But we know too well that there's more to elections, and to democracy, than casting votes. To make it all work and to make it all last, votes have to be counted first, the winners empowered to execute their duties, and the laws enacted and enforced efficient for enhancing the lives and aspirations of the people. Sincere best wishes to the Iraqi people in the pursuit of these lofty goals, but it does not appear President Bush's plans, to put it mildly, will help.
In his State of the Union address last night, President Bush made it clear that he considers Sunday's election in Iraq far from the end of the road for stability and the U.S. military's role in that country.
Listening carefully to what he had to say about his deliberate lack of any time table for the departure of U.S. troops from the region, Bush presented three conditions for leaving that, when examined, are manifestly unattainable.
The first condition is the securing of democracy domestically in Iraq. The second is for Iraq to be “at peace with its neighbors.” The third is for Iraq “to be capable of defending itself.”
So what, exactly, is involved in these three conditions?

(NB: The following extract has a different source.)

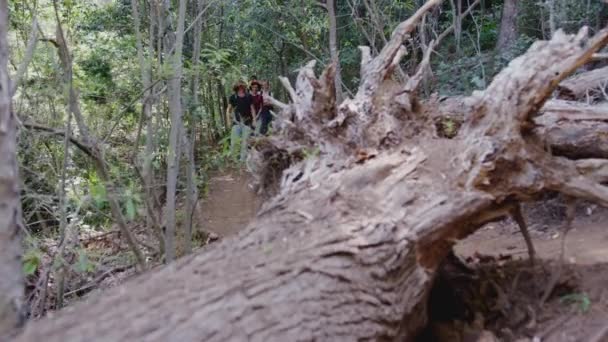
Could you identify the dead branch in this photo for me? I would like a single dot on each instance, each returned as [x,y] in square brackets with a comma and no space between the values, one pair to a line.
[29,54]
[60,133]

In the first case, securing democracy inside Iraq means the complete suppression of the insurgency and time-worn ethnic rivalries in that nation. But it is a “Catch-22” that the longer U.S. forces are there, the worse the insurgency will get. There is no solution to that enigma except a strategy for handing over domestic security to the Iraqis, themselves, sooner rather than later. Right now, very little serious training of Iraqi troops and military leadership personnel is occurring. If American troops remain in Iraq until the nation is fully pacified, it will simply never happen.
In the second case, Bush delivered the “key and code words” for not a diminished, but an expanded U.S. military role in the region, including U.S. aggression against both Iran and Syria, which intelligence experts have been warning about for months. He called for Iraq to be “at peace with its neighbors” (who happen to be Iran and Syria) as a condition for U.S. troops leaving. But earlier in his speech last night, Bush singled out Syria and Iran as key strategic terrorist threats to the U.S. Poignantly, he did not mention North Korea, but limited his “evil empire” list to two neighbors of Iraq, both within striking distance of existing U.S. forces. Bush has no intention of Iraq “being at peace with its neighbors,” but used this phrase to signal plans to widen U.S. aggression in the region.
In the third case, the condition is rendered moot by the realities of the first two. When would Iraq ever be able to “defend itself” in the regional imbroglio that Bush is cooking up for his second term?